Per-job ConfigMaps and git Secrets are deleted after Job termination via owner references and TTL.

Metrics and Logs

  • GET /metrics exposes Prometheus metrics (registry from src/metrics.ts). The dashboard timeseries page reads from PROMETHEUS_URL.
  • GET /api/jobs/:id/logs is a Server-Sent Events stream that:
    1. Streams executor pod logs live (follow: true) when an executorPodName is recorded.
    2. Falls back to tailing the persisted log file in the uploads PVC (used by pipeline jobs).
    3. Closes with {done:true,status:…} once the IR reaches a terminal phase.

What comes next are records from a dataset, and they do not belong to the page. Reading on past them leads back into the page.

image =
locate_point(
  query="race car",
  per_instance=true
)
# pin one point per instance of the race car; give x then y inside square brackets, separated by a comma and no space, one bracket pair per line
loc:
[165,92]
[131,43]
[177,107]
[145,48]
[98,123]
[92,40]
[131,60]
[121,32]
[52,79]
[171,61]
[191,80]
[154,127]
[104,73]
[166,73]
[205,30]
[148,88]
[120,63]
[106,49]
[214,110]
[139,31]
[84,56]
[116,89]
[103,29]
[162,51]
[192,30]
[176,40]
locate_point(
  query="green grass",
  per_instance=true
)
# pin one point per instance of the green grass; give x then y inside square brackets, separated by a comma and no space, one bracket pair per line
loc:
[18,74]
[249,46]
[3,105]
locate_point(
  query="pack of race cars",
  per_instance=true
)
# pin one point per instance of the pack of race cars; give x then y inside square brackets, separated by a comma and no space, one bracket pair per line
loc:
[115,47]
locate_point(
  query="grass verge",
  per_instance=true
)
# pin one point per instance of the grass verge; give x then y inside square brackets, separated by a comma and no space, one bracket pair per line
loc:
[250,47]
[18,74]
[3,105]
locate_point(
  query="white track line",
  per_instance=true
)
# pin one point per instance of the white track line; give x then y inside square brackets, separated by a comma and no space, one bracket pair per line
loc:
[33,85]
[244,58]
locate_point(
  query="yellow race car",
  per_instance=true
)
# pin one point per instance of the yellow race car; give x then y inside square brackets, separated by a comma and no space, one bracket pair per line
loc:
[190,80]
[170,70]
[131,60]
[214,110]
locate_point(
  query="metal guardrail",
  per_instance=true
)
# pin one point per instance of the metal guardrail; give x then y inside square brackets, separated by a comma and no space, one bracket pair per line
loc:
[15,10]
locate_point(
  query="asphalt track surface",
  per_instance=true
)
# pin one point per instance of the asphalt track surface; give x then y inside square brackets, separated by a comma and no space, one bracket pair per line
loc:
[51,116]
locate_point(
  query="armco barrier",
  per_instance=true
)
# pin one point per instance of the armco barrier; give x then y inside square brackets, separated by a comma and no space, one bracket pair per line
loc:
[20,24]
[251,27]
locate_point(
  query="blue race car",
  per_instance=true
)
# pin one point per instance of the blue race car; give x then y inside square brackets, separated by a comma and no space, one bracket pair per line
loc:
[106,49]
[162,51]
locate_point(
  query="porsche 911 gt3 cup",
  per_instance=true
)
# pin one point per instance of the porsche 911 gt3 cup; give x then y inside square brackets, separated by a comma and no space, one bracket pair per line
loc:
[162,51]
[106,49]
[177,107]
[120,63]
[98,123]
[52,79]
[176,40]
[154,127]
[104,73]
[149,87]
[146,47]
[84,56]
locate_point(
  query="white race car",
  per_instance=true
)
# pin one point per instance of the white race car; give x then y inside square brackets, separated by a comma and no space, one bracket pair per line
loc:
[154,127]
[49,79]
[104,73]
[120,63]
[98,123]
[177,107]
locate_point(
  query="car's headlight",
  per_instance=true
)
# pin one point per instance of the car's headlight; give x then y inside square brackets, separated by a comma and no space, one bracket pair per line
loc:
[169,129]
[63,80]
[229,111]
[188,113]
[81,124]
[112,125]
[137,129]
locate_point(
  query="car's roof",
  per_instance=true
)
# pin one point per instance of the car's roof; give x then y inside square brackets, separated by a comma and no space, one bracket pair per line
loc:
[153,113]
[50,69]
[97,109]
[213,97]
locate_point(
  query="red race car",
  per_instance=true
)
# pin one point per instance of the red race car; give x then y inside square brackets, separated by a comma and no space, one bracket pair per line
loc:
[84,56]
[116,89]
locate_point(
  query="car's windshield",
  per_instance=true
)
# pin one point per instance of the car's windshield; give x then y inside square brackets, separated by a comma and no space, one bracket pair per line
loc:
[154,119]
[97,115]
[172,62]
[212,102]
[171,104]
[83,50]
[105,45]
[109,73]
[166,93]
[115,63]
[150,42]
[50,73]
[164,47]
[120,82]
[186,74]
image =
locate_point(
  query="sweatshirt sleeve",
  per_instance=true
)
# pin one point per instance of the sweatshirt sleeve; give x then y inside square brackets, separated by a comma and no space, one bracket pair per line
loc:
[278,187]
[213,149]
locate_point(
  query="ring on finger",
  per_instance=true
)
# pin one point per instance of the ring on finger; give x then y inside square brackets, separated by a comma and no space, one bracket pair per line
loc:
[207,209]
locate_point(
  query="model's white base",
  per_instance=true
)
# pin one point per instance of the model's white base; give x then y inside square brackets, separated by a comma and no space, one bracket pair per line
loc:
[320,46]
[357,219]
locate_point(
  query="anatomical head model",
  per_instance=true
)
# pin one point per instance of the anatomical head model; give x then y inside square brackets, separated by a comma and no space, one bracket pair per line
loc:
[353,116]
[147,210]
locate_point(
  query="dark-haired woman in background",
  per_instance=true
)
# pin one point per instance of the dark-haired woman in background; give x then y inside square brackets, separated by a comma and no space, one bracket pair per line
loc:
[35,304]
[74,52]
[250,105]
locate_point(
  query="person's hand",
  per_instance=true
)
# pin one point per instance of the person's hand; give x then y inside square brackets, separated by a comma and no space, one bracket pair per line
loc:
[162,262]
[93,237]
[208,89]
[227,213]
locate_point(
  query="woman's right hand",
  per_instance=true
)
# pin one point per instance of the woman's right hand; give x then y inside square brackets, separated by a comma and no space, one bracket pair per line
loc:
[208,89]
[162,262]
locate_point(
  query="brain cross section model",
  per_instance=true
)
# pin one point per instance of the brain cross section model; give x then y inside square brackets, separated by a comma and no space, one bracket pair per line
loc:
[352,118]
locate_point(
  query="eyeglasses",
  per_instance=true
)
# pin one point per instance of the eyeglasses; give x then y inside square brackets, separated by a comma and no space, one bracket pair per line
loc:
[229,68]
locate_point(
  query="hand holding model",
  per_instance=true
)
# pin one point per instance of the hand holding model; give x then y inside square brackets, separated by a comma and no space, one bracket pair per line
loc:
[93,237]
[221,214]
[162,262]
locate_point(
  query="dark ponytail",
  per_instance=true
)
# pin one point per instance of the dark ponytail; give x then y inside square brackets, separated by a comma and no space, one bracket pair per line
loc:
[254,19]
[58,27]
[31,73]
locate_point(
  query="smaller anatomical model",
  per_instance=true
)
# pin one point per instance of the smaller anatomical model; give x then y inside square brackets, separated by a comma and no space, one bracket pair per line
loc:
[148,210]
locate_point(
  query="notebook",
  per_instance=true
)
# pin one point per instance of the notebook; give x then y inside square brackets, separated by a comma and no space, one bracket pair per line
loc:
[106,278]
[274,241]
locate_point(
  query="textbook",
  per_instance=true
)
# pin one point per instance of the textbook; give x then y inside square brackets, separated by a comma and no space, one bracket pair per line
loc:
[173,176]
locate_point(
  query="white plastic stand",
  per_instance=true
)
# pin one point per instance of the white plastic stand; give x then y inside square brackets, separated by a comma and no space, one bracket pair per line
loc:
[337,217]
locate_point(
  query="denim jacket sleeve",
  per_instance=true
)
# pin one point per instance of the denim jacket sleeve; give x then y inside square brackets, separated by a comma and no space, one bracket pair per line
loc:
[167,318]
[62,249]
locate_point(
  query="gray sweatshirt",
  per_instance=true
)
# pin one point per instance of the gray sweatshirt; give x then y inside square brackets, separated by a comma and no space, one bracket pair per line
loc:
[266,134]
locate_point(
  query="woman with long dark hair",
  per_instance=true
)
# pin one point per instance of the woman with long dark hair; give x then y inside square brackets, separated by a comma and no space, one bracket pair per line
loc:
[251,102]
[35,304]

Config Defaults Resolution

Job submission spec.config
        │
        ▼ (per-field fallback)
AiAgent.spec.defaultModel / defaultEffort / provider
        │
        ▼
AiConfig.spec.providers[provider].model / effort
        │
        ▼
AiConfig.spec.model / effort
        │
        ▼
Hard defaults: provider="claude", effort="medium"

AiConfig.spec.executorImage and executorResources apply uniformly to all jobs unless an IR explicitly overrides them.